Book: Indecision by Benjamin Kunkel
Title: Indecision
Author: Benjamin Kunkel
ISBN: 1400063450
Publisher: Random House
Year: 2005
List Price: $21.95
Review: A lot of things have already been and will continue to be said about this book. A portrait of post-9/11 displacement and anxiety. A farce on the pharmaceutical industry. A new kind of bohemian adventure novel.
While all of those things ring true, what struck me most about Kunkel’s Indecision was the bull’s-eye accuracy with which it depicts the aimless twenty-something male in contemporary America. I feel that I just may be one such male, so I feel like I have every right to pass this judgment.
The book begins with twenty-eight year old Dwight B. Wilmerding, philosophy graduate and recent ex-employee of the pharmaceutical company Pfizer, on his way to Ecuador to visit an ex-lover of sorts for no particular reason.
That is just Dwight’s problem. Reason. Constantly falling back on mental masturbation (as well as other forms) and philosophical pondering, Dwight can’t seem to make up his mind. Even the automatic choice between coffee or tea seems impossible.
Under the influence of a new miracle drug that is supposed to aid the user in making decisions, Dwight lets the world take him where it will until the drug’s effects kick in.
Along the way, Dwight travels through the jungles of Ecuador with a beautiful Dutch woman and through his memory with a new understanding of the meaning of his own life.

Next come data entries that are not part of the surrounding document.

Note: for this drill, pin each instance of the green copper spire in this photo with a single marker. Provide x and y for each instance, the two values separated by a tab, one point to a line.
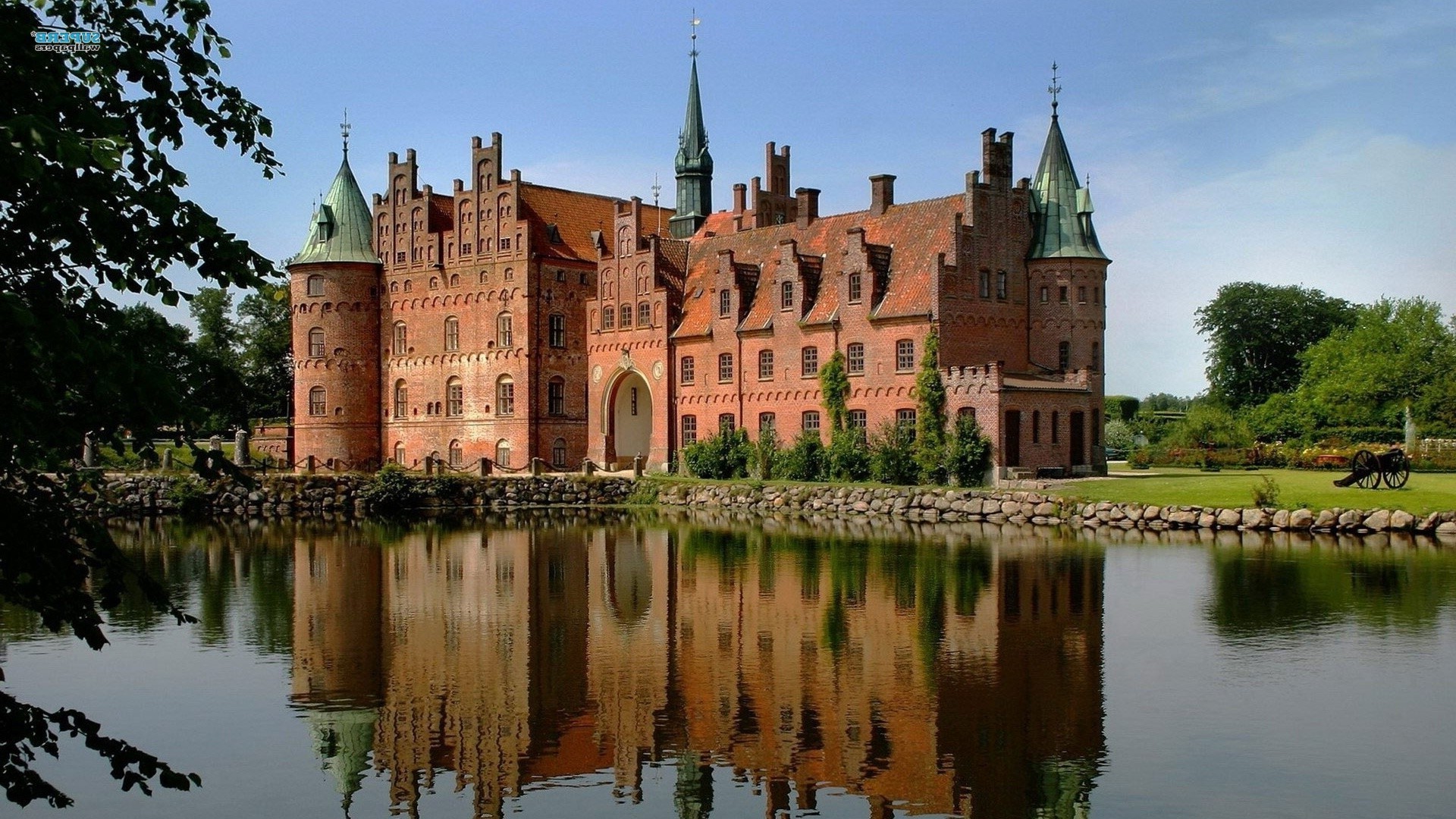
695	165
341	226
1062	210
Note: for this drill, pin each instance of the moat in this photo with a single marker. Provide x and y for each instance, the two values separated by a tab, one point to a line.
692	665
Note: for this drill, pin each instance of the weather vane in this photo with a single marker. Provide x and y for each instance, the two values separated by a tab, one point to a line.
1055	89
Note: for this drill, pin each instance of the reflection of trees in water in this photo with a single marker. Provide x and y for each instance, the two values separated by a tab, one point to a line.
1274	592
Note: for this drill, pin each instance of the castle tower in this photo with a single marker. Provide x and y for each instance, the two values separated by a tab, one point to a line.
335	331
695	165
1066	280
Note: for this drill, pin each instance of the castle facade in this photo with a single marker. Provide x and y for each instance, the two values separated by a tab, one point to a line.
507	319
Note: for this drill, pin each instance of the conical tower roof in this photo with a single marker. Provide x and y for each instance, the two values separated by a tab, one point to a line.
341	226
1063	209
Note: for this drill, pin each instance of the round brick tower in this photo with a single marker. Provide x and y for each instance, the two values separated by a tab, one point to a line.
335	333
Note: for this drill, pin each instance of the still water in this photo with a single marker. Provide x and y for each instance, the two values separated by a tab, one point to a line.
723	667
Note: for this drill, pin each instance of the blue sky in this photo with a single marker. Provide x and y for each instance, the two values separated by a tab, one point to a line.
1282	142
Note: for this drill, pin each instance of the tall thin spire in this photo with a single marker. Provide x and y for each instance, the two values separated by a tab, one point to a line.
693	165
1062	207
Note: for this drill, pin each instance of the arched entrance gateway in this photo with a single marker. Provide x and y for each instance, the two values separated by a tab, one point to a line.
628	420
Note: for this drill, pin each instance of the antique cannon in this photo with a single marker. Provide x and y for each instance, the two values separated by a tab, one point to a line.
1367	469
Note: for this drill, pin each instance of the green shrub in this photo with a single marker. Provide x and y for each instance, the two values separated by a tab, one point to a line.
892	455
804	461
766	455
394	488
848	457
724	455
970	452
188	496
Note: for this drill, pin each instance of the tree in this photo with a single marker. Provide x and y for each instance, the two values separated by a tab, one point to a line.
92	202
929	390
1397	353
1257	333
835	388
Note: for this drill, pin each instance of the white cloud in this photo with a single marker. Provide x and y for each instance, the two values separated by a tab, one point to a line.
1357	216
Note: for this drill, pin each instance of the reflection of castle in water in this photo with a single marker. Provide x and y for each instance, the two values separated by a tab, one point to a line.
946	679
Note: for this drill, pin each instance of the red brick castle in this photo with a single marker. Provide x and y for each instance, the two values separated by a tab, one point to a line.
506	319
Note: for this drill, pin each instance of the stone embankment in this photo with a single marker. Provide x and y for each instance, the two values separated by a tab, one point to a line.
922	503
297	496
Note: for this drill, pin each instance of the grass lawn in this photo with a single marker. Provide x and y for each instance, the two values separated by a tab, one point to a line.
1308	488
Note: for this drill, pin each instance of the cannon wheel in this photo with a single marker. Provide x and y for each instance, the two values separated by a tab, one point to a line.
1367	466
1397	469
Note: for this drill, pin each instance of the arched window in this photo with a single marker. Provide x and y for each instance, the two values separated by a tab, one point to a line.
557	330
557	397
455	397
503	330
504	397
452	334
400	398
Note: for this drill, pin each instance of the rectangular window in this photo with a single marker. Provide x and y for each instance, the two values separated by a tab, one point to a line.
766	423
557	330
557	398
905	354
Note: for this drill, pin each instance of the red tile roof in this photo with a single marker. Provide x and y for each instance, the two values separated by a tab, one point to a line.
918	232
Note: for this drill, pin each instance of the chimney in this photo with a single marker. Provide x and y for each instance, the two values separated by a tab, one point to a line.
807	206
881	193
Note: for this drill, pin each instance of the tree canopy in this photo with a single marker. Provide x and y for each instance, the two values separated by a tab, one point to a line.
91	205
1256	334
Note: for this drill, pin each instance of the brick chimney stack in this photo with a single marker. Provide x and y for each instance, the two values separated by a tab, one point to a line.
881	193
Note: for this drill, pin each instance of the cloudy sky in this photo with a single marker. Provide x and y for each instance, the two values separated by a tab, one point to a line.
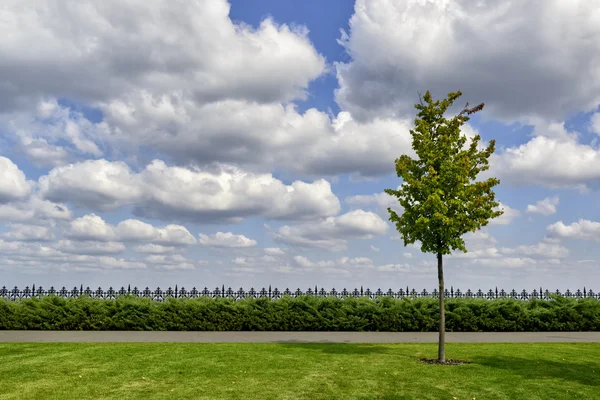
248	142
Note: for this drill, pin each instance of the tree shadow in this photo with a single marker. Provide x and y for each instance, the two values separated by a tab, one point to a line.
339	348
585	373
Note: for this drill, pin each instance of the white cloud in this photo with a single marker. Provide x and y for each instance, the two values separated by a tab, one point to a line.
542	249
510	214
539	57
381	201
151	248
135	230
34	210
41	153
505	262
89	247
170	261
263	136
332	233
50	135
582	229
124	47
550	162
97	184
93	227
227	240
160	191
21	232
274	251
544	207
13	183
595	123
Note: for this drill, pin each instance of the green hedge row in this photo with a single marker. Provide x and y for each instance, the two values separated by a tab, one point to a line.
300	314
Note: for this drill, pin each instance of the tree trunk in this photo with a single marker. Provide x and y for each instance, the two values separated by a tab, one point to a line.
442	339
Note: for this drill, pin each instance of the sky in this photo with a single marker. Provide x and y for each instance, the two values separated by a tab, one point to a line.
248	143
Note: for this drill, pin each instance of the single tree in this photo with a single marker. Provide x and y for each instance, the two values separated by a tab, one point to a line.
441	199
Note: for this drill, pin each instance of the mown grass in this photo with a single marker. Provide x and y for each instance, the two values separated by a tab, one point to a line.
296	371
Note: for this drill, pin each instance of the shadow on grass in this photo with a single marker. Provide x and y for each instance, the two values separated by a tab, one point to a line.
585	373
338	348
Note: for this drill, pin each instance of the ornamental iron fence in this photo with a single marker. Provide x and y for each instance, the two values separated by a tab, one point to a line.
16	294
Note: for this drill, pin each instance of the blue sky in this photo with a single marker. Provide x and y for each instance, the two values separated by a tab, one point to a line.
248	143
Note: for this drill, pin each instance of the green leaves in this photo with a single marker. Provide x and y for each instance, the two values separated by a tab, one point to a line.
441	198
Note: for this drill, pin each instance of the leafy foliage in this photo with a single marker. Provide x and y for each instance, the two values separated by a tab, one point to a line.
306	313
441	199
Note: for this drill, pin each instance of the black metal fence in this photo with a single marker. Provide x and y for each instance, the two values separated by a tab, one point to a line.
16	294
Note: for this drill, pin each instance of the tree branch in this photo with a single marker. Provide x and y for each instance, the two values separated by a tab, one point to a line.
470	111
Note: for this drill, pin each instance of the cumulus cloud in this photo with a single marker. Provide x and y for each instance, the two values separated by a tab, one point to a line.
595	123
34	210
164	192
170	261
332	233
262	136
226	240
583	229
93	227
135	230
274	251
151	248
13	183
505	262
532	68
21	232
97	184
64	256
41	153
89	247
554	158
52	134
99	53
542	249
546	206
381	202
507	218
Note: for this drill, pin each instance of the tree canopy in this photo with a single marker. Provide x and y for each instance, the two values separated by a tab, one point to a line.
440	195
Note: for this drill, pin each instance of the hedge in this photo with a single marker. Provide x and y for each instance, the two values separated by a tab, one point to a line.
306	313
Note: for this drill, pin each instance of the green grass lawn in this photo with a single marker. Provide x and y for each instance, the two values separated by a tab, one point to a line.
297	371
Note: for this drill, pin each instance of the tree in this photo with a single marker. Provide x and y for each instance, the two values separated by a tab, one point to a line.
441	199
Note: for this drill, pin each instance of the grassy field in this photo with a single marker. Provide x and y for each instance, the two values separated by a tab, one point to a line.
296	371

Traveling through South American without knowing any Spanish, leaving a girlfriend and family behind without any concern for anyone but himself and leaving decisions up to the pharmaceutical wonder in his pocket, Dwight gives the reader an inside look at what it means to be an irresponsible twenty-eight year old male. At times, it is hard to tell whether Dwight is stuck in childhood or on the cusp of a breakdown.
Though the novel falls apart at the end with tangential comedy, self absorbed not-so-cleverness, and no real relevance to the rest of the story, this itself offers further insight.
Recommended reading for any man stuck in his twenties (no matter how old you are), though anyone will be able to laugh and cringe at the flawed reasoning behind Dwight’s actions.
This book might even cause you to make a few decisions of your own. I know it convinced me that I should learn to speak Spanish…quick!